LIKE MANY OTHER marginalized populations, the disability community often finds itself an outlier when it comes to decision-making but always at the center of who is suffering the most. Findings from across the country indicate that COVID-19 has been a massive problem for the disability community. An analysis of private health insurance claims found that people with developmental disabilities were three times more likely to die after contracting COVID compared to others, a rate which was the highest of the 15 major medical conditions measured. A separate multi-state COVID-19 analysis found that while only 1 percent of the overall population live in nursing homes and long-term care facilities, 40 percent of total pandemic-caused deaths occurred in these settings. In Illinois, data showed that half of residents in state-run developmental facilities had contracted COVID, prompting a call to the National Guard for assistance.

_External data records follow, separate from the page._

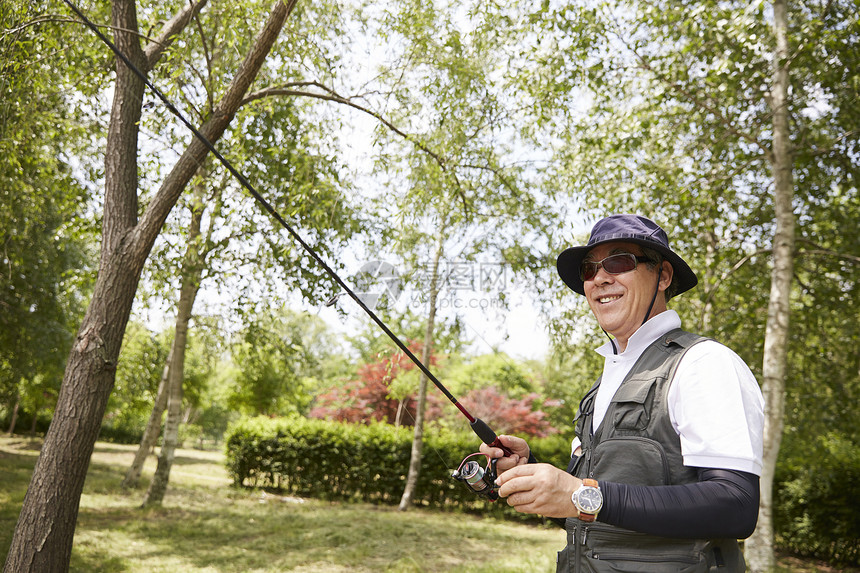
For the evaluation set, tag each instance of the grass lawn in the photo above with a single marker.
(205, 525)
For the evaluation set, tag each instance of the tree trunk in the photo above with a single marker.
(42, 540)
(14, 419)
(418, 434)
(759, 547)
(191, 272)
(153, 428)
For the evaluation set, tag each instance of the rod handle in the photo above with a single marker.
(488, 436)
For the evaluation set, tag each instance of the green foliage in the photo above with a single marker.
(43, 238)
(331, 460)
(816, 505)
(282, 358)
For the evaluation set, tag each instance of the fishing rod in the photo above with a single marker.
(478, 426)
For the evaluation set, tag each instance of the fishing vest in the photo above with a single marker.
(636, 444)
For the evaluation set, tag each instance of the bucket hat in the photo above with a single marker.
(632, 229)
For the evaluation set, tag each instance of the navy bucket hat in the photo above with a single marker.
(632, 229)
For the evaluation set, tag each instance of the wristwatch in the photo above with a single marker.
(588, 500)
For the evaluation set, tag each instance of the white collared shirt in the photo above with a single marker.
(715, 403)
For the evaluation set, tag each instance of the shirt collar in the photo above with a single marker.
(645, 335)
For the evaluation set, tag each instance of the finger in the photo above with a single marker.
(517, 471)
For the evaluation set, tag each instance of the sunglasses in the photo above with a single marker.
(613, 264)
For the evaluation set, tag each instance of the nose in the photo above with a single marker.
(603, 277)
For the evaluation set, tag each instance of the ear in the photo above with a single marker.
(666, 274)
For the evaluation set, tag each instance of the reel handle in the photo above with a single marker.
(488, 436)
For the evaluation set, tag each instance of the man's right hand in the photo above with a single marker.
(518, 446)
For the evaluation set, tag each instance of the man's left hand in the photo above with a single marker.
(541, 489)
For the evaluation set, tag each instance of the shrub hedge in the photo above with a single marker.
(332, 460)
(816, 511)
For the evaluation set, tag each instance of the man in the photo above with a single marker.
(666, 461)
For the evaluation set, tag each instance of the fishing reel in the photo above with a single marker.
(480, 480)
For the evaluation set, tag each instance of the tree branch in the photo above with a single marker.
(188, 164)
(331, 95)
(170, 30)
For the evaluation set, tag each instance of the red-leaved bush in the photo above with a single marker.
(367, 398)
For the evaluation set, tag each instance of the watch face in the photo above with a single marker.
(590, 500)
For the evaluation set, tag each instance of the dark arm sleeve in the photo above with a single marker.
(722, 504)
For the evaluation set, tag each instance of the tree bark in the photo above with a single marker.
(759, 547)
(191, 272)
(42, 540)
(14, 419)
(152, 430)
(418, 434)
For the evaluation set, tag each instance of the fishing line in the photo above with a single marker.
(481, 429)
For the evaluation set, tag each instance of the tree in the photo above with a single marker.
(281, 358)
(43, 536)
(44, 274)
(697, 122)
(468, 193)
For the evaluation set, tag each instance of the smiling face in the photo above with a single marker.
(619, 302)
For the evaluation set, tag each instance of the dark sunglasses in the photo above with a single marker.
(613, 264)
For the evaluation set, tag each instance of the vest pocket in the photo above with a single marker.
(631, 405)
(632, 460)
(621, 550)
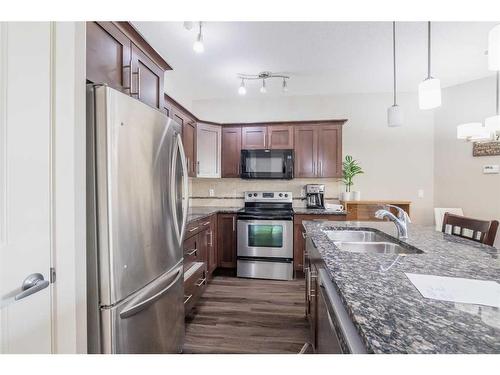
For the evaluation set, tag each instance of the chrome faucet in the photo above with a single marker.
(401, 221)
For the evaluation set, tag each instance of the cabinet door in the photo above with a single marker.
(108, 55)
(189, 143)
(212, 245)
(202, 243)
(280, 136)
(253, 137)
(226, 240)
(208, 154)
(306, 151)
(147, 79)
(231, 150)
(330, 151)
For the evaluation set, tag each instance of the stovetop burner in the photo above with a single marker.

Here in Massachusetts, has the disability community also been disproportionately impacted by COVID? These findings from other states would suggest it has, but the sad truth is we just don’t know. We don’t know because statistics measuring the pandemic’s impact on the disability community are not being collected.

The Massachusetts Department of Health, like many other state public health agencies, does not track disability on its COVID data dashboard as it does for age, race and ethnicity, or sex. To be fair, collecting this data is a challenge as states are left to do this work alone with little federal help. Indeed, the Centers for Medicare & Medicaid Services admit they do not collect data on disabilities and instead push the responsibilities off to states.

But it is hard to know to what extent a problem exists if you cannot measure it. Agencies like DPH would be better served to factor disability into their measures of COVID-related outcomes moving forward. Without a firm understanding of the impact of COVID on the disability community, leaders are making difficult decisions in Massachusetts and across the country without a full appreciation of the pandemic’s impact on people with disabilities.

The primary downside of not capturing information about disability is in the prioritization planning for who can receive the COVID vaccine. People with any number of disabling conditions should have obviously been candidates for prioritization in the early stages of the vaccine rollout, but because so much of the decision-making is driven by data they got overlooked. The lack of data on the pandemic’s disproportionate impact on people with disabilities in Massachusetts means that they are not being treated with the same urgency as other hard-hit groups, who are equally deserving but for whom we have better data.

From my experience with a disability, the lack of focus on people with disabilities in our COVID response does not stem from opposition or even disinterest in these issues on the part of our political leaders or the general public. Rather the problem is usually due to a lack of awareness about the challenges that face America’s largest demographic minority, comprised of more than one out of every four adults in the US. This lack of awareness comes mainly from a lack of representation of people with the lived experience of having a disability at the tables where decisions are made.

A popular saying within the disability community comes from South African disability activists during the time of apartheid and states, “nothing about us, without us.” The lack of an adequate response to measuring and addressing the impact of COVID on the disability community is because society has not taken heed of this maxim. While we are moving haltingly towards an end to the pandemic, its impact will continue to be felt even once we are all vaccinated and can embrace our friends and families rather than remain distanced from them.  But, by ensuring that decisions about people with disabilities are made with our input and representation, we have a real opportunity to make sure that the impact of COVID as well as future crises do not continue to fall as disproportionately on the disability community.

Alex Gray is a candidate for an at-large seat on the Boston City Council. If elected, he would become Boston’s first blind city councilor.